Climbing accidents claim lives in Italy's icy Alps

LECCO, Italy (AP) - A layer of ice formed overnight in northern Italy's Alps sent at least 10 climbers and skiers sliding to their deaths Sunday. The victims included four climbers who died one by one trying to rescue a dog and then, themselves.

Rescuers were having trouble reaching the victims on the icy slopes and helicopters were needed to recover some of the victims and bodies, said Guido Villa, emergency aid director in the Alpine town of Lecco, near the Austrian border.

Sunday began with a sunny morning after a spell of rain, and ''maybe some people, tempted by the beautiful weather, went where there were no conditions to go,'' said Cesare Maestri, 72, one of Italy's most respected Alpine veterans.

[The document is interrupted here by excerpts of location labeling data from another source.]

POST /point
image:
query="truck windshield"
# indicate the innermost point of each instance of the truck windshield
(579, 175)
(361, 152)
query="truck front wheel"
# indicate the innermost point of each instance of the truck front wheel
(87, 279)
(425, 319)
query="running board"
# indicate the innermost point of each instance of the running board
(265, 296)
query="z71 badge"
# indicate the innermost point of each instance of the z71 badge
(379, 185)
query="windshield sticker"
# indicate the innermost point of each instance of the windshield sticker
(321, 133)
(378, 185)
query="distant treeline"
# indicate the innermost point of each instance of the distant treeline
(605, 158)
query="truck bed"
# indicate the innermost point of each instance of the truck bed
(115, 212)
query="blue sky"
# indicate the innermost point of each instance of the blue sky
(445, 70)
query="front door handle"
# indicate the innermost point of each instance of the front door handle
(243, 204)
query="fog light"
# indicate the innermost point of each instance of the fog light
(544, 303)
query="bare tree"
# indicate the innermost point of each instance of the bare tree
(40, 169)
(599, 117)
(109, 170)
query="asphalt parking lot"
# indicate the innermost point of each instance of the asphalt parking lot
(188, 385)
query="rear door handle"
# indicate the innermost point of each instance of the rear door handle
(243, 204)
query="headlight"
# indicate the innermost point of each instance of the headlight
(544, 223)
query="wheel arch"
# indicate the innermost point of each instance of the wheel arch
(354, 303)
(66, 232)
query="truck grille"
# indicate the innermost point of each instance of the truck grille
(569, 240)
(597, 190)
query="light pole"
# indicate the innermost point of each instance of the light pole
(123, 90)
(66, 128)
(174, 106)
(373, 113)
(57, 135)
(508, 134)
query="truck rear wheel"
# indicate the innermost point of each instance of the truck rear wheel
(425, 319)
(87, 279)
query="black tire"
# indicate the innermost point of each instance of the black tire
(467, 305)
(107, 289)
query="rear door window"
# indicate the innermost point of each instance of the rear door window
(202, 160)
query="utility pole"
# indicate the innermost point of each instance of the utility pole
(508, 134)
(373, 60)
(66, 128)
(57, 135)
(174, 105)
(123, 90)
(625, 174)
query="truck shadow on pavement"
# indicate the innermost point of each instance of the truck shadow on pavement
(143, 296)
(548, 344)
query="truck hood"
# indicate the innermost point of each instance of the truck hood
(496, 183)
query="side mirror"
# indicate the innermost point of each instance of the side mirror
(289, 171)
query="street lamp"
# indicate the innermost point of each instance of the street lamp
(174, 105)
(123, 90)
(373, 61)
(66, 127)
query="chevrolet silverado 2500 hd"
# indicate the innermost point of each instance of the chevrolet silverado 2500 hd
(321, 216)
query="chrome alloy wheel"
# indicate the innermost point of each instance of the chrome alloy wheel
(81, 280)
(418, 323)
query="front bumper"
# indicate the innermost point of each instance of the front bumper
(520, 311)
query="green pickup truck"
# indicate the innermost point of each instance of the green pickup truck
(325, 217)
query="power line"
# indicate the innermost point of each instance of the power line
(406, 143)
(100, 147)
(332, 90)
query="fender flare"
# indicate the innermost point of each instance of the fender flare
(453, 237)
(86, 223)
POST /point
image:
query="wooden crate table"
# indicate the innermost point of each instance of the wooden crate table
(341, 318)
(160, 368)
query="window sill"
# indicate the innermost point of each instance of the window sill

A ''strange, nonsensical winter'' with early snow followed by rain and sun apparently has made for dangerously deceiving conditions in the southern Alps, with almost invisible ice, Maestri told Italy's ANSA news service.

Sunday's worst accident occurred on 7,920-foot Mount Arera near Bergamo, 30 miles east of Milan in Italy's Lombardy province, where four Italian men died, said Giancarlo Stefani, emergency services medical director in Bergamo.

The new ice there was too thin for climbers' spiked boots to get a solid hold, Stefani said.

One of the climbers tried to rescue a dog that had somehow gotten in trouble, and fell, Stefani said. The climber's companions died in subsequent rescue attempts.

A fifth Italian man died climbing a nearby mountain for a ski run down. Onlookers lost sight of him but saw his skis fly up in the air without him. Helicopters later recovered his body, Stefani said.

Five other people died in accidents on Alpine peaks around Lecco, all of them climbers dying singly or in pairs, said Villa, the emergency aid director.

A rescue crew flying a victim to a hospital in Lecco spotted yet another body in a crevice, Villa said. The person being flown to the hospital also died.

At least four other people were injured.

Dozens of people die in Europe's Alps each year, most in avalanches.